SkiaSharp review report — Upstream tab showing added/removed/changed patches

This tab answers the question that used to keep me up at night: what actually happened to our carry-patches? For every patch on top of upstream Skia, the report tells me whether it was added, removed, changed, or unchanged — and for each one, a one-paragraph summary of why. Was it upstreamed? Obsoleted by a refactor? Quietly dropped? The skill is required to look at the new upstream code and explain; it’s not allowed to shrug.

Click any item and the actual diff expands inline (it’s powered by diff2html), so I can verify the AI’s summary against the real code without leaving the page. No git checkouts. No gh pr view. No twelve browser tabs.

Same story for the other tabs:

Generated Files — the skill regenerates the P/Invoke bindings from scratch and diffs them against what’s in the PR. If the author’s bindings don’t match, that’s a real signal, not a vibe check. In this PR: a clean PASS, 0 mismatches.
DEPS — every third-party submodule bump, with the old SHA, the new SHA, and a note about whether it matches the upstream Chrome revision.
Companion PR — only the hand-written C# changes, because the auto-generated *Api.generated.cs files were already validated mechanically.

Every section has a count badge. Every item has a diff.
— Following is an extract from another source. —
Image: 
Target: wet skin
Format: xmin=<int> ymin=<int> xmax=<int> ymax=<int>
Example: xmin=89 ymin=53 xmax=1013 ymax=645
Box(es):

Nothing requires me to remember anything.

Why This Changes Everything

I want to be clear about what the AI is and isn’t doing here, because that’s the part I think people get wrong.
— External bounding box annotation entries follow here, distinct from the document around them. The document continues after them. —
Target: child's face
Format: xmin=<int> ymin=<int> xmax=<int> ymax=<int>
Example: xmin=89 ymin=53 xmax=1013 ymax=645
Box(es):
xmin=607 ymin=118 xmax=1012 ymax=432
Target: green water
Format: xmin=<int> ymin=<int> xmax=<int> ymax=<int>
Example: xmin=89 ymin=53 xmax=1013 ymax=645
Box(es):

The AI is not approving my PR. It never says “this file is fine, ship it.” There’s an explicit rule in the skill: no per-file PASS/FAIL. The job of the AI is to make my review tractable, not to replace it.
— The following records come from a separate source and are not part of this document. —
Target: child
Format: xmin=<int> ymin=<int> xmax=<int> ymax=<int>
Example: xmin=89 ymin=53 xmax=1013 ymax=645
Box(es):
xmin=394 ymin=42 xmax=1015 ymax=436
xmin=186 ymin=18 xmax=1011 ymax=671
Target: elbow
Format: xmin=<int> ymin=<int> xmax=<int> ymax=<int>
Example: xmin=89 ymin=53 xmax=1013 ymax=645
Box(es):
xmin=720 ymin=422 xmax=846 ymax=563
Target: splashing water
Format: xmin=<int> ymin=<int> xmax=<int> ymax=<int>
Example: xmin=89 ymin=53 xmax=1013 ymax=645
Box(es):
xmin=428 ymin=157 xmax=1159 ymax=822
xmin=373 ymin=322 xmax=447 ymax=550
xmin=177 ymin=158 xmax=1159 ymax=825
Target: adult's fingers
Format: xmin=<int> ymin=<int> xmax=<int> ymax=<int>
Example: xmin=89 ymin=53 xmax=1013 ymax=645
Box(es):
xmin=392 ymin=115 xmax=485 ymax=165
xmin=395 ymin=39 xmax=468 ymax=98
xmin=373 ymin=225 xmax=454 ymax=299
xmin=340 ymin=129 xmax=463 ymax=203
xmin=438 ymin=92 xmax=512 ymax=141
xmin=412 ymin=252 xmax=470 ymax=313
The AI is not guessing. The mechanical checks are mechanical — a Python script regenerates bindings, runs diff, walks the merge graph. The AI only narrates the results and ranks the risk. If a binding doesn’t match, that’s diff saying so, not a language model having a feeling.

The AI is doing the part I was bad at. I am a human. I cannot read 4,000 files. I cannot remember which of our 80-odd carry-patches were added in 2019 and why. I cannot eyeball whether a regenerated P/Invoke signature drifted by one parameter. The computer is great at all of those things, and now it does them in about ten minutes instead of me doing them badly over ten days.

The before-and-after is stark:

	Before	After
Time to first useful review	~10 days	~10 minutes
Files I personally scroll through	thousands	dozens
“Did I miss a dropped patch?” anxiety	constant	zero
Reviewers willing to look at the PR	1 (me, reluctantly)	anyone with a browser

That last row matters more than the others. The HTML report is a single self-contained file. I can drop it in a gist, paste the link in a PR comment, and now anybody on the team can meaningfully review a Skia bump — not just the one person who has memorised the layout of the repo. The knowledge isn’t in my head anymore; it’s in the report.

Steal This Pattern

If you maintain anything with a “huge regenerated PR” problem — a vendored library, a generated SDK surface, a regenerated gRPC or OpenAPI client, a giant codegen artifact — this pattern works. The recipe is short:

Write down the five questions a reviewer actually needs to answer.
Make a script that mechanically answers the ones a script can answer.
Have the AI narrate the results and flag the items a human still needs to look at.
Render it as one HTML file you can share.

That’s it. The skill is a markdown file. The orchestrator is a Python script. The “magic” is just deciding, up front, what a good review looks like — and then refusing to ship a report that doesn’t deliver one.

What used to be a multi-day, focus-eating slog is now a focused, repeatable process. A new Skia milestone lands, I run the skill, and within minutes I have a structured report that lets me — or any other reviewer — give the change the attention our customers deserve.